Wednesday, November 13, 2013

EU interest rate cuts: Impact on the middle classes

The EU Central Bank has decided to cut interest rates. 

The European Central Bank (ECB) has cut its benchmark interest rate to a record low of 0.25%, down from 0.5%. The move came as a surprise to many analysts.

Why? We know that in the USA, they want to increase them. Why? What do interest rates do? Here is a simple, perhaps simplistic, response.

Interest rates determine whether you should invest or not. For most projects, interest rates are a cost that projects must cover. If your project is getting more than the interest cost, it's worth investing. Obviously, if interest rates are high, only very highly profitable projects will be taken up. So, investment will be very limited and therefore growth and new employment would be limited.

When interest rates are decreased, it is hoped that less lucrative investments are now worth investing in. So, more projects materialize. As investments increase, it is hoped that there will be growth and increase in employment.

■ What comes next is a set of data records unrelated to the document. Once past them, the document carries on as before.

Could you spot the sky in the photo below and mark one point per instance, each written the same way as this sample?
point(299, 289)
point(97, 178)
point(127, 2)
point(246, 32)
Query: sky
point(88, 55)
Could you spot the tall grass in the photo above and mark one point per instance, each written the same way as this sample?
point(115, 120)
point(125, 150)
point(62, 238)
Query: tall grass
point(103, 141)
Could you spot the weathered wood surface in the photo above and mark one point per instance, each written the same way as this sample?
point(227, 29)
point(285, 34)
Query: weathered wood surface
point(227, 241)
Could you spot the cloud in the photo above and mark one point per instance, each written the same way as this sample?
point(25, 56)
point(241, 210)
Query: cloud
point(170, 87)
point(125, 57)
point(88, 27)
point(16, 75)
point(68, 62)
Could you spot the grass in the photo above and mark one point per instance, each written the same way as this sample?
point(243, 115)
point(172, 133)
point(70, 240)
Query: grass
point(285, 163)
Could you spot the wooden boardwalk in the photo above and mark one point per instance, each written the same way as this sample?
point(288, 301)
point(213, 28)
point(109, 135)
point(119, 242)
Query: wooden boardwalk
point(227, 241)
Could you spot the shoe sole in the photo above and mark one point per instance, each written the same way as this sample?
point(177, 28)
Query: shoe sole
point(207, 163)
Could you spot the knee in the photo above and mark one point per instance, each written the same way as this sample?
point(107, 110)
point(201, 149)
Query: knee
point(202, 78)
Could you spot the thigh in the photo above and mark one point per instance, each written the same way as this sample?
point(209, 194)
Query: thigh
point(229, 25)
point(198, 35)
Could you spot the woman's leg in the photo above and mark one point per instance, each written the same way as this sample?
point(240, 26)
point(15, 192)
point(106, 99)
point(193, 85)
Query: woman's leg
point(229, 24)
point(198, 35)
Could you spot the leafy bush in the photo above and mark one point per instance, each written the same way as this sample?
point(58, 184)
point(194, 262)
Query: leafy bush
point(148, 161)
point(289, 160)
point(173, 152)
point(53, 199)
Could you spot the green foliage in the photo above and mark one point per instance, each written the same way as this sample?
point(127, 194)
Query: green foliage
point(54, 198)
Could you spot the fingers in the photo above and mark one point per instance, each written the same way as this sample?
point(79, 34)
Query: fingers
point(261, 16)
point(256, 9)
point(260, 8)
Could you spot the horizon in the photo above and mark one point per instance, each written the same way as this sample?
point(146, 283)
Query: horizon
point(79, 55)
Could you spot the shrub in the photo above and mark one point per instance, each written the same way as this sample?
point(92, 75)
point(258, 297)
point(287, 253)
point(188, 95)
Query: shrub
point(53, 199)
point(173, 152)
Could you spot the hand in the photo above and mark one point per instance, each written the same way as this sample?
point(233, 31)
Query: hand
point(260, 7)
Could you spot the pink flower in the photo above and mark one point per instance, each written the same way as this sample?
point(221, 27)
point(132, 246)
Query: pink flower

Now, here is the catch. If there are bottlenecks, then instead of increasing employment, interest rate cuts cause inflation.

So, low interest rates can lead to high employment and high inflation.

High interest rates should lead to lower employment and lower inflation, even deflation.

The question in each country is what the employment situation is. If it's close to full employment, it's advisable to keep interest rates up to keep inflation in check.

If there is a lot of unemployment, it is advisable to lower interest rates because there is less risk of inflation.

Therefore, one can assume that if the US is increasing interest rates, it's because they feel either that unemployment is not a problem or that inflation is the greater of the two threats.

In the EU, with its vast unemployment in most countries, it is clear that there is little risk of inflation. In fact, the news reports say that the Central bank is afraid that inflation is less than 1% and we may go in for deflation, thus hurting growth prospects. In other words, the European Central bank is reducing interest rates to raise prices.

ECB president Mario Draghi said the decision to cut rates reflected an outlook of low inflation and economic weakness in the eurozone. Inflation in the eurozone fell to 0.7% in October - its lowest level since January 2010, stoking concerns of deflation in some countries.

This obviously merits further analysis.

Why do people not like inflation? Why should it be controlled? This is because it distorts the meaning of money. Partly. Partly also that it's a tax on fixed income workers and retired pensioners. Inflation erodes their purchasing power. Business people are able to raise prices and therefore profits. So, in fact, inflation usually takes away wealth from fixed income people, usually middle class and poor, and provides it to richer business income people.

The ECB's target is to keep inflation just below 2% - seen as a healthy level for economic growth.

To some extent, minimum wages and doles are increased in periods of inflation. However, very few countries have adequate indexation for inflation. And what indexation does occur, follows with a time lag of a year or six months.

This lowering of purchasing power eventually leads to strikes, protests and loss of valuable time and lower economic growth. So, inflation is not a tool that governments like. Yet with the growth mantra being so important to the rich (they always want more), when they find they cannot tax any more the middle classes, they try to usher in inflation.

Having understood that monetary policy is a risky tool, and there is no certainty of what it will really achieve, the task becomes even tough in federal country where different States have different levels of deficit financing. It becomes even more arduous in an economic union where each country has even less synchronization of economic policies.  

Prices in Greece – one of the urozone members worst hit by the economic crisis – have not risen since July. Some economists are also worried about deflation in Spain.

What is clear is that the lack of price increase is probably a source of solace for those in the middle classes who still have jobs, and so too for those on the dole.